From: Andrea Parri <parri.andrea@gmail.com>
To: Mathieu Desnoyers <mathieu.desnoyers@efficios.com>
Cc: paulmck@kernel.org, palmer@dabbelt.com, paul.walmsley@sifive.com,
aou@eecs.berkeley.edu, mmaas@google.com, hboehm@google.com,
striker@us.ibm.com, charlie@rivosinc.com, rehn@rivosinc.com,
linux-riscv@lists.infradead.org, linux-kernel@vger.kernel.org
Subject: Re: [PATCH 2/2] membarrier: riscv: Provide core serializing command
Date: Tue, 28 Nov 2023 16:13:56 +0100 [thread overview]
Message-ID: <ZWYDtB/otYvTMZWd@andrea> (raw)
In-Reply-To: <91ab0210-07f9-42c4-af7f-a98799250cf7@efficios.com>
> I am concerned about the possibility that this change lacks two barriers in the
> following scenario:
>
> On a transition from uthread -> uthread on [CPU 0], from a thread belonging to
> another mm to a thread belonging to the mm [!mm -> mm] for which a concurrent
> membarrier sync-core is done on [CPU 1]:
>
> - [CPU 1] sets all bits in the mm icache_stale_mask [A]. There are no barriers
> associated with these stores.
>
> - [CPU 0] store to rq->curr [B] (by the scheduler) vs [CPU 1] loads rq->curr [C]
> within membarrier to decide if the IPI should be skipped. Let's say CPU 1 observes
> cpu_rq(0)->curr->mm != mm, so it skips the IPI.
>
> - This means membarrier relies on switch_mm() to issue the sync-core.
>
> - [CPU 0] switch_mm() loads [D] the icache_stale_mask. If the bit is zero, switch_mm()
> may incorrectly skip the sync-core.
>
> AFAIU, [C] can be reordered before [A] because there is no barrier between those
> operations within membarrier.
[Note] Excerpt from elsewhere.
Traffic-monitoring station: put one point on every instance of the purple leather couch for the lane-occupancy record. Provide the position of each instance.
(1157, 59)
I suspect it can cause the switch_mm() code to skip
> a needed sync-core.
>
> AFAIU, [D] can be reordered before [B] because there is no documented barrier
> between those operations within the scheduler, which can also cause switch_mm()
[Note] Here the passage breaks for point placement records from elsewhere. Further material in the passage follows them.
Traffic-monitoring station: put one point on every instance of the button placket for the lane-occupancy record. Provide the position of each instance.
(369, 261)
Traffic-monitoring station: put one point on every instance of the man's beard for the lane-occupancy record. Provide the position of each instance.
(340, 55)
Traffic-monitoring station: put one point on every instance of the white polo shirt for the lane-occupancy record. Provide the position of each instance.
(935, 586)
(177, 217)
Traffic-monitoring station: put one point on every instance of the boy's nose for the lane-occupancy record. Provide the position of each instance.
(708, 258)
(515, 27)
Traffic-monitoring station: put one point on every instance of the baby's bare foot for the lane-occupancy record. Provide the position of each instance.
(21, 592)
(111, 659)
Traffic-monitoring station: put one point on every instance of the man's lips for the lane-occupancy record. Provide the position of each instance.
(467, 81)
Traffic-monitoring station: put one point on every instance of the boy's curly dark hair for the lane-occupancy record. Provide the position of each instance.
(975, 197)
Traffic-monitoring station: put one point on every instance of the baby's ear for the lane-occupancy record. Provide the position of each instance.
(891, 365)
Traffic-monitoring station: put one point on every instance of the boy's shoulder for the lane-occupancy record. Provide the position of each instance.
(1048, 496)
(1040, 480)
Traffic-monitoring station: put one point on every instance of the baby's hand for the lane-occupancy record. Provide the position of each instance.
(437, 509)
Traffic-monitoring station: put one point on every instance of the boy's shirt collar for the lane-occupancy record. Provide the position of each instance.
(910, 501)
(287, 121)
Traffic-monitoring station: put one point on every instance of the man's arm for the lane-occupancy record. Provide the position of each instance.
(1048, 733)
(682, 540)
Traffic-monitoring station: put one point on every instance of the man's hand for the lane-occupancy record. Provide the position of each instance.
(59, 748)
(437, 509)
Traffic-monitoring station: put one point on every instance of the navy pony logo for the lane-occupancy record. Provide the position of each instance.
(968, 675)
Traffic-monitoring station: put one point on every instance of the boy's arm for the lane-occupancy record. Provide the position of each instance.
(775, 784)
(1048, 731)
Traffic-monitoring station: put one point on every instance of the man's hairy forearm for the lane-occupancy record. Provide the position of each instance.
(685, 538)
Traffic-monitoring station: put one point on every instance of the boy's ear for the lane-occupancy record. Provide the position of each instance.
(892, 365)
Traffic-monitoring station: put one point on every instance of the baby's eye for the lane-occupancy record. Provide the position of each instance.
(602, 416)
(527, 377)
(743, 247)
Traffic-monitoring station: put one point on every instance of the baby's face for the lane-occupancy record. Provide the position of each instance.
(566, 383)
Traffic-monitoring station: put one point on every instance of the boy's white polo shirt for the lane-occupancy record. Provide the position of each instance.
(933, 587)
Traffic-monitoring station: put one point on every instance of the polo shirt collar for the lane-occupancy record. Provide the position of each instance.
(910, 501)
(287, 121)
> to skip a needed sync-core.
>
> We possibly have a similar scenario for uthread->uthread when the scheduler
> switches between mm -> !mm.
>
> One way to fix this would be to add the following barriers:
>
> - A smp_mb() between [A] and [C], possibly just after cpumask_setall() in
> prepare_sync_core_cmd(), with comments detailing the ordering it guarantees,
> - A smp_mb() between [B] and [D], possibly just before cpumask_test_cpu() in
> flush_icache_deferred(), with appropriate comments.
>
> Am I missing something ?
Thanks for the detailed analysis.
AFAIU, the following barrier (in membarrier_private_expedited())
/*
* Matches memory barriers around rq->curr modification in
* scheduler.
*/
smp_mb(); /* system call entry is not a mb. */
can serve the purpose of ordering [A] before [C] (to be documented in v2).
But I agree that [B] and [D] are unordered /missing suitable synchronization.
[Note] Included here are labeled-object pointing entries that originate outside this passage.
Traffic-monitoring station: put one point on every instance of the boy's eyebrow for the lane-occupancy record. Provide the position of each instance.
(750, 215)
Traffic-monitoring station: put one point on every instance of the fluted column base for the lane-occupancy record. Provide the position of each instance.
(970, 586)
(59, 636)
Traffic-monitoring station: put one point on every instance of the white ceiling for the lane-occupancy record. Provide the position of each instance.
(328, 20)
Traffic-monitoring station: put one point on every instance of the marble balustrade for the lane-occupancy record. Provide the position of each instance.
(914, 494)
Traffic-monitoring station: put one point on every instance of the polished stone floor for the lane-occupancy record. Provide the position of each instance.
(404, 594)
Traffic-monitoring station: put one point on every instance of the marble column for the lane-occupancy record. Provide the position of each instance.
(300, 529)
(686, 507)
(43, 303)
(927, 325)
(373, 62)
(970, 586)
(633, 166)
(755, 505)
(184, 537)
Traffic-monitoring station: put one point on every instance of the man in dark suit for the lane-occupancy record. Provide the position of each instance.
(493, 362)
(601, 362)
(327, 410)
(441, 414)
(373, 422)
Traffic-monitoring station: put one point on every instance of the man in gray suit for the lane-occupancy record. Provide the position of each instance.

Worse, RISC-V has currently no full barrier after [B] and before returning to
user-space: I'm thinking (inspired by the PowerPC implementation),
diff --git a/arch/riscv/mm/context.c b/arch/riscv/mm/context.c
index 217fd4de61342..f63222513076d 100644
--- a/arch/riscv/mm/context.c
+++ b/arch/riscv/mm/context.c
@@ -323,6 +323,23 @@ void switch_mm(struct mm_struct *prev, struct mm_struct *next,
if (unlikely(prev == next))
return;
+#if defined(CONFIG_MEMBARRIER) && defined(CONFIG_SMP)
+ /*
+ * The membarrier system call requires a full memory barrier
+ * after storing to rq->curr, before going back to user-space.
+ *
+ * Only need the full barrier when switching between processes:
+ * barrier when switching from kernel to userspace is not
+ * required here, given that it is implied by mmdrop(); barrier
+ * when switching from userspace to kernel is not needed after
+ * store to rq->curr.
+ */
+ if (unlikely(atomic_read(&next->membarrier_state) &
+ (MEMBARRIER_STATE_PRIVATE_EXPEDITED |
+ MEMBARRIER_STATE_GLOBAL_EXPEDITED)) && prev)
+ smp_mb();
+#endif
+
/*
* Mark the current MM context as inactive, and the next as
* active. This is at least used by the icache flushing
diff --git a/kernel/sched/core.c b/kernel/sched/core.c
index a708d225c28e8..a1c749fddd095 100644
--- a/kernel/sched/core.c
+++ b/kernel/sched/core.c
@@ -6670,8 +6670,9 @@ static void __sched notrace __schedule(unsigned int sched_mode)
*
* Here are the schemes providing that barrier on the
* various architectures:
- * - mm ? switch_mm() : mmdrop() for x86, s390, sparc, PowerPC.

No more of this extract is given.